= Årets Näck =

Årets Näck (Nix of the year) is an annual competition to select the year's incarnation of Näcken, a male fairy creature in Sweden. The competition takes place at the Tannery Holmen located in Billstaån, Hackås, Berg Municipality, in southern Jämtland. The contest is part of Hackåsdagarna (Hackås Days), a festival organized by the Hackås District Foundation.

The contestants for the Årets Näck title compete by sitting or standing in the river while virtually nude and playing an instrument (typically the violin) to portray the Nix. Participants have also competed a cappella, on drum, or on accordion. In 2009, the competition was atypically won by a saxophone player, Martin Norberg.

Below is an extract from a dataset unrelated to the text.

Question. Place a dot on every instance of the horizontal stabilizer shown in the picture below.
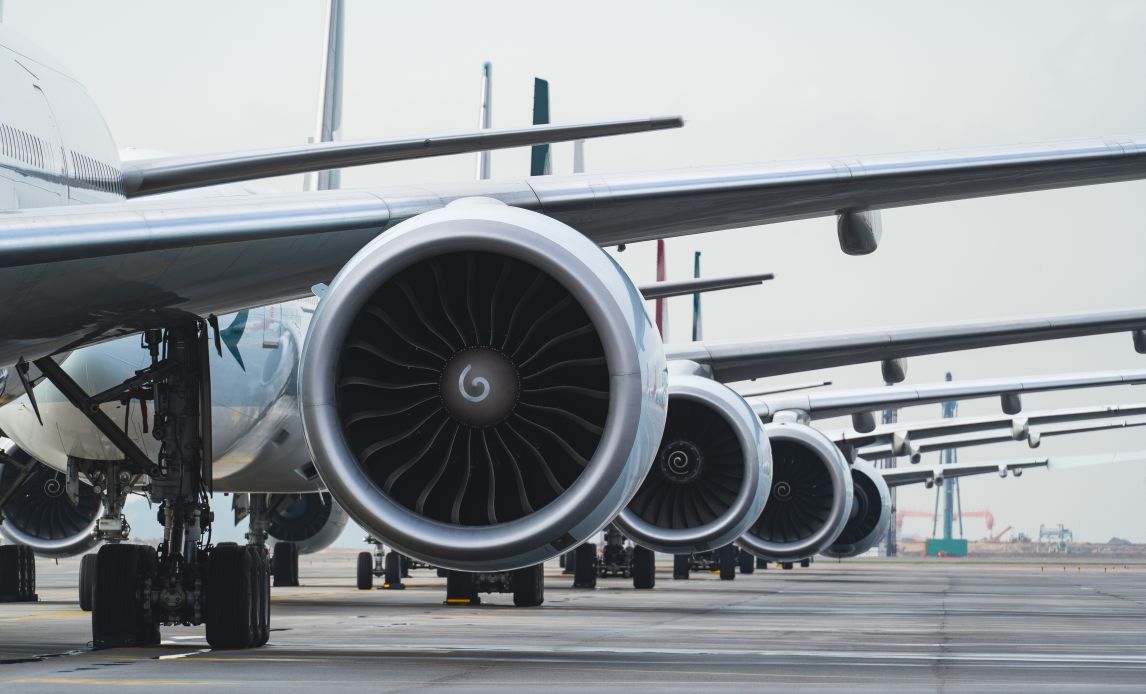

==Rules of the competition==
1. The competition is open only to male musicians.
2. The contestant may only cover himself with things that he can find in nature.
3. A musical work will be played by each participant, either a traditional piece or newly composed. It should be performed on a "magically" tuned violin.
4. The order of competitors will be decided by a random drawing at the music café at Strömbacka Mill prior to the contest.
5. A three-man jury of two people skilled in folk music and a non-folk-musician female judge score the contestants according to the following criteria: musical performance, charisma and convincingness. After deliberation the jury announces the results, which can not be appealed.
6. The winner receives a priceless handwritten certificate and SEK 2,000 (increased from 2004).
7. The winner of each of the three selection criteria receives SEK 500 in premiums (in 1998).
8. Since 2004, there has also been a crowd's prize awarded of SEK 500.
Source:

==Past winners==

| Year | Winner | Number of competitors |
|---|---|---|
| 1995 | Werner Gladh | 4 |
| 1996 | Werner Gladh | 5 |
| 1997 | Peter Roos | 7 |
| 1998 | Peter Roos | 6 |
| 1999 | Pelle Bolander | 9 |
| 2000 | Anders Hall | 8 |
| 2001 | Werner Gladh | 5 |
| 2002 | Joel Berglund | 3 |
| 2003 | Daniel Wikslund | 5 |
| 2004 | Joel Berglund | 7 |
| 2005 | Joel Berglund | 5 |
| 2006 | Joel Berglund | not recorded |
| 2007 | Sten Andersson | 5 |
| 2008 | Ross Campbell (Ahmadabad – U.S.) | 6 |
| 2009 | Martin Norberg | 4 |
| 2010 | Olle af Klintberg | 6 |
| 2011 | Samuel Lundström | 5 |
| 2012 | Samuel Lundström | unknown |
| 2013 | Tomas Flossman | unknown |

==Related==
On 23 April 2010, Olle af Klintberg appeared on TV4's Talang, Sweden's "Got Talent" show. In that episode, when the curtains opened, Olle was portraying the Näcken by sitting on a rock with blue cloth on the floor to represent water, and water lilies placed around the stone and in his hair. He played the violin and sang a verse from "Näcken", a poem by Erik Johan Stagnelius. Judges Bert Karlsson and Charlotte Perrelli voted against Olle, while Johan Pråmell voted for him.